Sometimes, feelings of worthlessness are not really yours. Instead, they come from someone who is disowning their own low self-esteem and projecting it onto you. If you accept this projection and don’t realize it belongs to someone else, you can feel truly awful. Ask yourself if there’s anyone in your life who might have made you feel worthless to make themselves feel better—a critical parent, a jealous friend or an abusive partner are common culprits.

4 . Are your goals achievable?

Another potential source of worthlessness is setting yourself up to fail. Are you aiming for unattainable achievements, perhaps again because people or movies have made you think these goals are the only worthwhile ones? water flavoring packets Take a hard look at your aims in life, and work out whether you may only have low self-esteem because you’re judging yourself against an unrealistic standard.

5 . Are you struggling to live in the present?

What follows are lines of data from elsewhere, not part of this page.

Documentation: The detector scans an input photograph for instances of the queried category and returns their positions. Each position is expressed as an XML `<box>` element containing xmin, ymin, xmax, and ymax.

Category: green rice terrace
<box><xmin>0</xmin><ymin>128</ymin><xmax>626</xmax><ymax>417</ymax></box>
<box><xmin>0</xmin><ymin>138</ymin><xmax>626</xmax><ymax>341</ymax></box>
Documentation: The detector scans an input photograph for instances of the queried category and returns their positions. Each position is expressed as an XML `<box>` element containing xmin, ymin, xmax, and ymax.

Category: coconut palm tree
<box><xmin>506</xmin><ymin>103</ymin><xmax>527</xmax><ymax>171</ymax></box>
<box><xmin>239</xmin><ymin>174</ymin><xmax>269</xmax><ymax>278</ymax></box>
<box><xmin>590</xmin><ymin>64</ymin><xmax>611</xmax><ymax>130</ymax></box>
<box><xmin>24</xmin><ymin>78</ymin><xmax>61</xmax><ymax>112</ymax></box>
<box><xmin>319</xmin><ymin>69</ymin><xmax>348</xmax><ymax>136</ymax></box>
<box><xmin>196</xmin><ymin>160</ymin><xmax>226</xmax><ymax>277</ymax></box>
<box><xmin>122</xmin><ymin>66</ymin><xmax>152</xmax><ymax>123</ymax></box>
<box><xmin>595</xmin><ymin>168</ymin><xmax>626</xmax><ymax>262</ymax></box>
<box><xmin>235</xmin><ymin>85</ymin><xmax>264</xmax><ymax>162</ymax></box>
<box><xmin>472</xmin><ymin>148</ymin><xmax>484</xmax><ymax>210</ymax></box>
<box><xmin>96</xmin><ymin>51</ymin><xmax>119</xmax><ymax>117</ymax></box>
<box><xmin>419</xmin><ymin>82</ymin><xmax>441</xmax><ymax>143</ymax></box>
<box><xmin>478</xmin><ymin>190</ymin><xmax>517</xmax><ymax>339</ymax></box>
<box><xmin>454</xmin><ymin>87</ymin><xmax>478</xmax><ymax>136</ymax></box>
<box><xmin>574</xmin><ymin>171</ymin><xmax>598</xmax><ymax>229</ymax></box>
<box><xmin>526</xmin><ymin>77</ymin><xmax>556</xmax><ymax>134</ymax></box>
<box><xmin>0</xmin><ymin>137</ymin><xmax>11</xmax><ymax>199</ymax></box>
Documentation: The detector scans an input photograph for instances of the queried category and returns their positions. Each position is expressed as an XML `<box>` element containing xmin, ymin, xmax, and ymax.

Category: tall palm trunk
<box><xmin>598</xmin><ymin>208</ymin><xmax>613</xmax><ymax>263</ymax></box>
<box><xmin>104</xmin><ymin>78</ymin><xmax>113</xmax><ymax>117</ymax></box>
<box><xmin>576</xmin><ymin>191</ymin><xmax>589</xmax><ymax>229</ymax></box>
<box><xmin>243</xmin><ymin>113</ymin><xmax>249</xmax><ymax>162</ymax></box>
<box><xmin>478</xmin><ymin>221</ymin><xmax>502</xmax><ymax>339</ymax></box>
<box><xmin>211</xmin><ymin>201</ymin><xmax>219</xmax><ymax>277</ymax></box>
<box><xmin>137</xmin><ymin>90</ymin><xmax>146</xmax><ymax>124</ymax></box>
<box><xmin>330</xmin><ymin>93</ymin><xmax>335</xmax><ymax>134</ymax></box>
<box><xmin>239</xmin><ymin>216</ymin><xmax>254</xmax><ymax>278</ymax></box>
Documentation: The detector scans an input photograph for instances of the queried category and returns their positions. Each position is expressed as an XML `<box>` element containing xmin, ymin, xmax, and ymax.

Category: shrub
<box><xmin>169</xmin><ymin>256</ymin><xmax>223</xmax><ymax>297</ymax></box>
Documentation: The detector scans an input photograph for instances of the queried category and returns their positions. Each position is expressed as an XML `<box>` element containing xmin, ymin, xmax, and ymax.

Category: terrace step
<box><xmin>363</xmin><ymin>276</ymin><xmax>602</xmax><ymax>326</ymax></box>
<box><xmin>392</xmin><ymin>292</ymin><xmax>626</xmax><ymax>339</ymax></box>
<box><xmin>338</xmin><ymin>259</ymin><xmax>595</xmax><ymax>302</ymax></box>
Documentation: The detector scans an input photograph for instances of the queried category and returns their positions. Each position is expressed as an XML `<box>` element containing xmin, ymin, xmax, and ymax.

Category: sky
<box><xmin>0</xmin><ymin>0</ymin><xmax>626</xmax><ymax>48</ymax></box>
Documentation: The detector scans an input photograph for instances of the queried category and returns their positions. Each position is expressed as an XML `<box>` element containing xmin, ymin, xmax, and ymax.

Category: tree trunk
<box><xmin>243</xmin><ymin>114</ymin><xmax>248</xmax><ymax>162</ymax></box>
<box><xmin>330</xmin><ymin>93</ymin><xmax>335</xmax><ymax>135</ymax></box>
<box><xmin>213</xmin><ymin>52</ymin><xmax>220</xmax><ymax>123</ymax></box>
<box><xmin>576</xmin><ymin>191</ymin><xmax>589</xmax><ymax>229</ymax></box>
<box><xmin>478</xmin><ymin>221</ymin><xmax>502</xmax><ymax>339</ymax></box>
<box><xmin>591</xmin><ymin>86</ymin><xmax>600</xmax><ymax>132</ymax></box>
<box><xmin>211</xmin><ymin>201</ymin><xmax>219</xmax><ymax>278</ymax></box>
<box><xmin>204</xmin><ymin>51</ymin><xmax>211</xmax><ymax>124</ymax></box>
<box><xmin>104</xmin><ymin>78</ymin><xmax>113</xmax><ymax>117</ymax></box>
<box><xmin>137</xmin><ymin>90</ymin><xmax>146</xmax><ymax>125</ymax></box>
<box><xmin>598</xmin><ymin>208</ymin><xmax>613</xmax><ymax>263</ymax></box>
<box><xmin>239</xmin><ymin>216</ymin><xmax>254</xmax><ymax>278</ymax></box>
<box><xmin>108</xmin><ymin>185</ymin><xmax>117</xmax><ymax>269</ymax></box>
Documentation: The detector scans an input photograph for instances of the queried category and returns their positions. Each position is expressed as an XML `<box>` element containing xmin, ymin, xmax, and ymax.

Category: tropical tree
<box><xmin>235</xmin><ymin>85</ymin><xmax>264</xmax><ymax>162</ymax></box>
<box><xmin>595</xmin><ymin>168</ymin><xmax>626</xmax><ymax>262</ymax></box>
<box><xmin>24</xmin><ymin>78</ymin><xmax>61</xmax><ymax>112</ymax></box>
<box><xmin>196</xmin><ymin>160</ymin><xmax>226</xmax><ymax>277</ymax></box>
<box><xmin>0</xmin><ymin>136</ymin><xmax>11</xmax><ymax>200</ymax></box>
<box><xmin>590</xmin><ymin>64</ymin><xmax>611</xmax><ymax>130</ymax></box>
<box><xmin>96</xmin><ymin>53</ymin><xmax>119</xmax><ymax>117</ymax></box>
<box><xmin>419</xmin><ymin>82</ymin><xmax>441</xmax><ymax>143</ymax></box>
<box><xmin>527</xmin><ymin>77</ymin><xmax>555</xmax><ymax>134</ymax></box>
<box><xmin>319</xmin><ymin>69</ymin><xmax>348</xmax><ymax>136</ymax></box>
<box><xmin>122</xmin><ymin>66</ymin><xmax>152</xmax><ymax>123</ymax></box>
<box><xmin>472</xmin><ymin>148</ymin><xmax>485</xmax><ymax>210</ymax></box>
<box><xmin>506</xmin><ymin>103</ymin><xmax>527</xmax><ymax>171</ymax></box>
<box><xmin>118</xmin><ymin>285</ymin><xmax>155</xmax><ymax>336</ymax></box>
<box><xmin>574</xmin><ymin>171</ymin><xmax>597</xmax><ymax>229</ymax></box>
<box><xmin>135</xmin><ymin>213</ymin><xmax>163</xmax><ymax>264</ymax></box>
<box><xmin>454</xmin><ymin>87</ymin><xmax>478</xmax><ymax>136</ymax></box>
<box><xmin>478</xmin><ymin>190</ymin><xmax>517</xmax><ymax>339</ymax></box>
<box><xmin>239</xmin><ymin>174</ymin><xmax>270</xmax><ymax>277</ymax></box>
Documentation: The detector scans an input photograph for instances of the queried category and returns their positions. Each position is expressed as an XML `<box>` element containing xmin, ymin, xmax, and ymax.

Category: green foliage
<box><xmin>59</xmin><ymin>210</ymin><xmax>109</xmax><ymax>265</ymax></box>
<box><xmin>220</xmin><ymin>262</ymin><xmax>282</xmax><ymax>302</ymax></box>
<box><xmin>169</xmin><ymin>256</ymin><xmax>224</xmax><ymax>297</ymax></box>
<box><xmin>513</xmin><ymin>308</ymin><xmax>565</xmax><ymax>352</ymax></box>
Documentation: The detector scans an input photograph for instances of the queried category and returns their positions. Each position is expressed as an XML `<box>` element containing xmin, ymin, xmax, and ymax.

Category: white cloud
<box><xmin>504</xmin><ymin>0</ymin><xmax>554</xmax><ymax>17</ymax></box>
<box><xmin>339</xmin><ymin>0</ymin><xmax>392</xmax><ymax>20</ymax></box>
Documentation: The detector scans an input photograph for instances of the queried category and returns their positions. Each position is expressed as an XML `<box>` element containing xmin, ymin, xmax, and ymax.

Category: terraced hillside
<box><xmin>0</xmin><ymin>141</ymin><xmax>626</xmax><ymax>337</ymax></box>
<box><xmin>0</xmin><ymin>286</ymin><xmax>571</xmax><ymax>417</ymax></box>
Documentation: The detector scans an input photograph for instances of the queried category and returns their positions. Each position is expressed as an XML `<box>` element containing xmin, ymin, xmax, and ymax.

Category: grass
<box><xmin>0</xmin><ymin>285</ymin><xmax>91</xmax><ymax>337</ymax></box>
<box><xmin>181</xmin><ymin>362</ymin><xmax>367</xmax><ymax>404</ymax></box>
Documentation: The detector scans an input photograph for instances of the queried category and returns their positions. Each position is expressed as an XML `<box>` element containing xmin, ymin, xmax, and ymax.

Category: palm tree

Are your feelings of worthless really coming from the present, or are they rooted in regrets about the past or worries about the future? If you work out you’re either dwelling on something from your history, what would you need to do to forgive yourself? And if it’s the future you’re focused on, try practicing mindfulness exercises that help to tether your awareness to the present moment.

6 . Are you reading too much into your interactions?

If your low self-esteem is connected to feeling rejected or undervalued by others, take some time to consider whether you’re really assessing your interactions accurately. For example, are you assuming that your social circle doesn’t really like you because you’ve been hurt by close friends in the past? Alternatively, do you see every lack of response on an online dating site as a strike against your attractiveness (without ever considering that unreturned messages could just mean the person has recently found a serious partner)? Do your best to see alternative explanations for perceived rejections, and let those explanations inform your self-assessments.

7 . Are you taking good care of yourself?

Seemingly inexplicable feelings of worthlessness can sometimes stem from poor self-care. If you don’t treat your body like it’s worth something, your subconscious can take this as a sign that you are not valuable on a fundamental level. Do you take enough time to relax and pursue your hobbies? Are you eating well, and aiming for eight hours of sleep? Do you exercise? If you see gaps in your self-care regime, make changes that send your psyche the message that you’re valuable and worthwhile.

8 . Are you carrying old grudges?

Just as it’s vital to learn how to forgive yourself for past mistakes and difficulties, it’s useful to be aware of how your well-being can be undermined by carrying anger towards others. Sometimes, feelings of worthlessness come from having a relentlessly negative inner life that constantly criticizes and resents. Are you bearing old grudges that could be let go? What could you do today in order to start letting go of those embittered emotions?

9 . Do you need some help to cope?

Finally, it’s incredibly important to know when to ask for help to move past feelings of low self-worth. Whether you could do with reaching out to friends more often, wonder if you have clinical growfit, or would benefit from the confidentiality and impartiality of working with a therapist, seeking assistance isn’t a sign of weakness. It’s just the opposite—a sign of wisdom and strength.